The NoSQL systems were not required to follow an established relational schema. Large-scale web
organizations such as Google and Amazon used NoSQL databases to focus on narrow operational goals and
employ relational databases as adjuncts where high-grade data consistency is necessary.

Horizontal scaling means that you scale by adding more machines into your pool of resources whereas
Vertical scaling means that you scale by adding more power (CPU, RAM) to an existing machine.

An easy way remember this is to think of a machine on a server rack, we add more machines across the
horizontal direction and add more resources to a machine in the vertical direction.

**Horizontal Scaling **- also referred to as "scale-out" is basically the addition of more machines or setting
up a cluster or a distributed environment for your software system. This usually requires a load-balancer
program which is a middle-ware component in the standard 3 tier client-server architectural model.

Vertical Scaling - also referred to as "scale-up" approach is an attempt to increase the capacity of a single
machine: By adding more processing power By adding more storage More memory etc.
2. Why does normalization fail in data analytics scenario?

Data analytics is always associated with big data, and when we say Big Data, we always have to remember
the “three V’s” of big data, i.e. volume, velocity and variety. NoSQL databases are designed keeping these
three V’s in mind. But RDBMS are strict, i.e. they have to follow some predefined schema. Schema are
designed by normalization of various attributes of data. The downside of many relational data warehousing
approaches is that they're rigid and hard to change. You start by modeling the data and creating a schema,
but this assumes you know all the questions you'll need to answer. When new data sources and new
questions arise, the schema and related ETL and BI applications have to be updated, which usually requires
an expensive, time-consuming effort. But, this is not problem for big data scenario. They are made to handle
the “variety” of data. There is no schema in NoSQL. Attributes can be dynamically added. Normalization is
done so that duplicates can be minimized as far as possible, but NoSQL and Big Data do not care about
duplicates and storage. This is because, unlike RDBMS, NoSQL database storages are distributed over
multiple clusters, and storage is never going to be obsolete. We can easily configure and add new cluster if
performance and storage demands. This facility provided by distributed system APIs such as Hadoop is
popularly known as horizontal scaling. But in RBDMS, most of them are single node storage, the multimode
parallel databases are also available, but they are limited too, to just few nodes and moreover costs much
high. Due to these reasons, normalization approach often fails for data analytics scenario.

3. Explain CAP theorem and its implications on Distributed Databases like NoSQL.
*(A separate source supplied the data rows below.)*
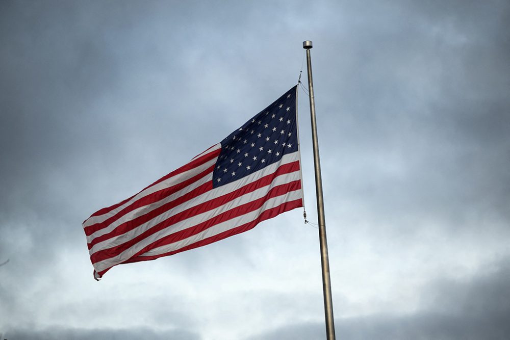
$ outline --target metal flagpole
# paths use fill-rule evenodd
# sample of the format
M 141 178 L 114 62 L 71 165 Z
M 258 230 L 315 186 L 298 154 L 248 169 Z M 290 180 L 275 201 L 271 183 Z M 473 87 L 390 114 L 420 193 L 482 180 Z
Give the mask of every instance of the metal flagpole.
M 329 279 L 329 261 L 327 257 L 322 178 L 320 173 L 319 141 L 317 140 L 317 127 L 315 117 L 315 99 L 314 97 L 314 85 L 312 79 L 312 60 L 310 58 L 310 49 L 312 47 L 312 42 L 310 40 L 303 42 L 303 48 L 307 50 L 307 64 L 308 66 L 308 90 L 310 97 L 310 115 L 312 117 L 312 140 L 314 147 L 315 191 L 317 195 L 317 215 L 319 217 L 319 240 L 322 268 L 322 290 L 324 292 L 324 309 L 326 317 L 326 337 L 327 340 L 335 340 L 335 321 L 333 319 L 333 302 L 331 297 L 331 280 Z

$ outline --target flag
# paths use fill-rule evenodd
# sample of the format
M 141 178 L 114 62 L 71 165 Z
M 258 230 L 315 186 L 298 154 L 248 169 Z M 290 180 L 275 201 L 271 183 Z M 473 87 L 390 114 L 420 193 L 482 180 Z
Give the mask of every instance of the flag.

The CAP theorem was formally proved to be true by Seth Gilbert and Nancy Lynch of MIT in 2002. In
distributed databases like NoSQL, however, it is very likely that we will have network partitioning, and that at
some point, machines will fail and cause others to become unreachable. Packet loss, too, is nearly inevitable.
This leads us to the conclusion that a distributed database system must do its best to continue operating in
the face of network partitions (to be Partition Tolerant), leaving us with only two real options to choose
from: Availability and Consistency. Figure below illustrates visually that there is no overlapping segment
where all three are obtainable, thus explaining the concept of CAP theorem:

Consistency in CAP is not the same as consistency in ACID (that would be too easy). According to CAP,
consistency in a database means that whenever data is written, everyone who reads from the database will
always see the latest version of the data. A database without strong consistency means that when the data is
written, not everyone who reads from the database will see the new data right away; this is usually called
eventual-consistency or weak consistency.
Availability in a database according to CAP means you always can expect the database to be there and
respond whenever you query it for information. High availability usually is accomplished through large
numbers of physical servers acting as a single database through sharing (splitting the data between various
database nodes) and replication (storing multiple copies of each piece of data on different nodes).
Partition tolerance in a database means that the database still can be read from and written to when parts of
it are completely inaccessible. Situations that would cause this include things like when the network link
between a significant numbers of database nodes is interrupted. Partition tolerance can be achieved through
some sort of mechanism whereby writes destined for unreachable nodes are sent to nodes that are still
accessible. Then, when the failed nodes come back, they receive the writes they missed.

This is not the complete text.